Crude oil prices jumped on revised oil demand forecasts on Wednesday despite concerns over rising coronavirus cases and vaccine rollouts.
Brent crude futures rose $1.01, or 1.59%, to $64.68 a barrel by 1241 GMT. U.S. West Texas Intermediate (WTI) crude futures were up 88 cents, or 1.46%, at $61.06 after rising more than a $1 in earlier trade.
"The main price driver this morning is the monthly IEA report that foresees a significant rise in global oil demand in the second half of the year. This, in turn, will increase demand for OPEC oil and deplete worldwide and OECD inventories," said PVM Oil Associates analyst Tamas Varga.
The International Energy Agency (IEA) predicted global oil demand and supply were set to rebalance in the second half of the year and that producers may then need to pump an additional 2 million barrels per day (bpd) to meet the expected demand.

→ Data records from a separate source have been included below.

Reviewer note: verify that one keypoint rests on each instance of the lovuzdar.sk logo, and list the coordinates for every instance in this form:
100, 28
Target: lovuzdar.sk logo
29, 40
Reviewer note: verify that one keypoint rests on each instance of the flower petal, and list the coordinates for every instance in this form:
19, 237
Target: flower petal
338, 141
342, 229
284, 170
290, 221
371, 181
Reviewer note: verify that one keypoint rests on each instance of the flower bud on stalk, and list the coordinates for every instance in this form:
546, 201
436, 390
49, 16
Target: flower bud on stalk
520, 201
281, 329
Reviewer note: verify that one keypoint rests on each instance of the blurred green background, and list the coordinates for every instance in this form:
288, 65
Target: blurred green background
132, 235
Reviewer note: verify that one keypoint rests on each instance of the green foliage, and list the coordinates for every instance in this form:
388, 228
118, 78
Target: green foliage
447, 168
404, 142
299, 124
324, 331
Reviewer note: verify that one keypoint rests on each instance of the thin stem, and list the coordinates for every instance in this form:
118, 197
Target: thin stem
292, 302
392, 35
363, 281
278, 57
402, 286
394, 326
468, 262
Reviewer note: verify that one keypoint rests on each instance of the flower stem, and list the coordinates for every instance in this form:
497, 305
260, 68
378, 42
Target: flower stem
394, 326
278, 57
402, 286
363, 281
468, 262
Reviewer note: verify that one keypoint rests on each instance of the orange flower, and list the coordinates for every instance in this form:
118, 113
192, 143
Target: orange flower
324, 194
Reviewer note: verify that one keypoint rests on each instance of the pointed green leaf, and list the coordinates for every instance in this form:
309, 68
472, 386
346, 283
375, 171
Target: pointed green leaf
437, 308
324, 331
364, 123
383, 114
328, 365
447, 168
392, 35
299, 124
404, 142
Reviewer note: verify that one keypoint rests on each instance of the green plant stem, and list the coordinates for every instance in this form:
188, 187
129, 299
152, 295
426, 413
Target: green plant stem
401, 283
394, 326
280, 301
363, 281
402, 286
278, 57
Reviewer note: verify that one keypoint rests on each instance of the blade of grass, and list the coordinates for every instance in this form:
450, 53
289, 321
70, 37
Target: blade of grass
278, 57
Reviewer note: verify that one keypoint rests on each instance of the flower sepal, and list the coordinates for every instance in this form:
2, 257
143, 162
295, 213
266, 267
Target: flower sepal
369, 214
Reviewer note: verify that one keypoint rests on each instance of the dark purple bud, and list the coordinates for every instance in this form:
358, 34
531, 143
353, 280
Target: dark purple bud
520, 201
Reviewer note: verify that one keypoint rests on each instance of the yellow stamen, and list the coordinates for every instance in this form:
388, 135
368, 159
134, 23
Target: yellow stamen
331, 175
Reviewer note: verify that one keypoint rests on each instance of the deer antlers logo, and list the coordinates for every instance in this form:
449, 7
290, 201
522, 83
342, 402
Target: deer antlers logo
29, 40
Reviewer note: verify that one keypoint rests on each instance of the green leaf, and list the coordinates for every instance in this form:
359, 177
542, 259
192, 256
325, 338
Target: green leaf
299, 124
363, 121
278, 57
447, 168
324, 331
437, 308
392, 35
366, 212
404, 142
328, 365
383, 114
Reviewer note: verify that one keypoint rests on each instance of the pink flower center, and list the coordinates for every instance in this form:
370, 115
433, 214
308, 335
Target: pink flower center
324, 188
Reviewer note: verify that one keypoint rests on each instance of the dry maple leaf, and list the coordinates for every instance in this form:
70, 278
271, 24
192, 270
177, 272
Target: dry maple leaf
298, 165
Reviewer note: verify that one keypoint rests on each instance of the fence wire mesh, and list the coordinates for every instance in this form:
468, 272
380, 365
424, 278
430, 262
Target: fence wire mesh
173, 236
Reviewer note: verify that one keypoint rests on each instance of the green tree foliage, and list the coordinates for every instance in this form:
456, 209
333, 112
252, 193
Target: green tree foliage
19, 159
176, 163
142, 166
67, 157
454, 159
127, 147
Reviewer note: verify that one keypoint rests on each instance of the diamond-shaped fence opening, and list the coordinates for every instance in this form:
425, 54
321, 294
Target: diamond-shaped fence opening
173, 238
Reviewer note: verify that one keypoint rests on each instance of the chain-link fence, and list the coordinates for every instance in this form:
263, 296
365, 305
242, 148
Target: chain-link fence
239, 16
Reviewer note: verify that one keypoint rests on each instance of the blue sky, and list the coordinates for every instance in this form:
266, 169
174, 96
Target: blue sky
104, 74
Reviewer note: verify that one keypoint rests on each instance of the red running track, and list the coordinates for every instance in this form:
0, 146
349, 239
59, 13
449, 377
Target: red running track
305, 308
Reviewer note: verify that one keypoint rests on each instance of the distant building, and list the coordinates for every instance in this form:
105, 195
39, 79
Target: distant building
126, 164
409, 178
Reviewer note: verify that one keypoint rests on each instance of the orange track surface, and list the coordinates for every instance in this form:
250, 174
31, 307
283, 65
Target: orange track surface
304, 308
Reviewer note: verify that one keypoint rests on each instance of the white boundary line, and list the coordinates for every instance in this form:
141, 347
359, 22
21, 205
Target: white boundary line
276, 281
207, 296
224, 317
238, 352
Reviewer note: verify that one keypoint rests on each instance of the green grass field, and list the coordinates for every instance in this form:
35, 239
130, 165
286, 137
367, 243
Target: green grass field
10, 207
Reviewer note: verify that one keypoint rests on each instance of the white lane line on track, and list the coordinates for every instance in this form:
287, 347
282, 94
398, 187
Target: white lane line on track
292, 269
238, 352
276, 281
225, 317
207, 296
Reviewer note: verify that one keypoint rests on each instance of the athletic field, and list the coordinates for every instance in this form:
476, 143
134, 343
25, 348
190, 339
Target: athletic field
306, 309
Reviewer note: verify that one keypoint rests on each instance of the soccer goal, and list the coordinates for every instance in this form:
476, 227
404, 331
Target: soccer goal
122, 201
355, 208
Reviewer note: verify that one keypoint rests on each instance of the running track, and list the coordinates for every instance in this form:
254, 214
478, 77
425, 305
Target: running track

Similarly, the Organization of the Petroleum Exporting Countries (OPEC) on Tuesday raised its global demand forecast by 70,000 bpd from last month's forecast and now expects global demand to rise by 5.95 million bpd in 2021.
Signs of a strong economic recovery in China and the United States have underpinned recent price gains, but stalled vaccine rollouts worldwide and soaring COVID-19 cases in India and Brazil have slowed the market's advance.
"Continuing setbacks on vaccine rollouts and global cases nearing January's peak is likely to hold a firm cap on crude's ascent in the short term," said Vandana Hari, energy analyst at Vanda Insights.
A weakening U.S. dollar also "provided a mild upward push" in recent days but there has been "no major bullish impetus to free crude from its narrow trading range", she added.
The dollar hit three-week lows on Wednesday, making crude cheaper for countries using other currencies.
In addition to the weaker dollar, Iran's increased uranium enrichment activity was "also somewhat supportive", ING bank said in a note.
The bank said this suggested that a return of the U.S. to the Iranian nuclear deal and any lifting of sanctions is likely to be some way off.
Sources said that data from the American Petroleum Institute showed crude stocks fell by 3.6 million barrels in the week ended April 9. Analysts polled by Reuters had expected a decline of about 2.9 million barrels.
Traders are waiting to see if official inventory data from the U.S. Energy Information Administration (EIA) on Wednesday matches that view.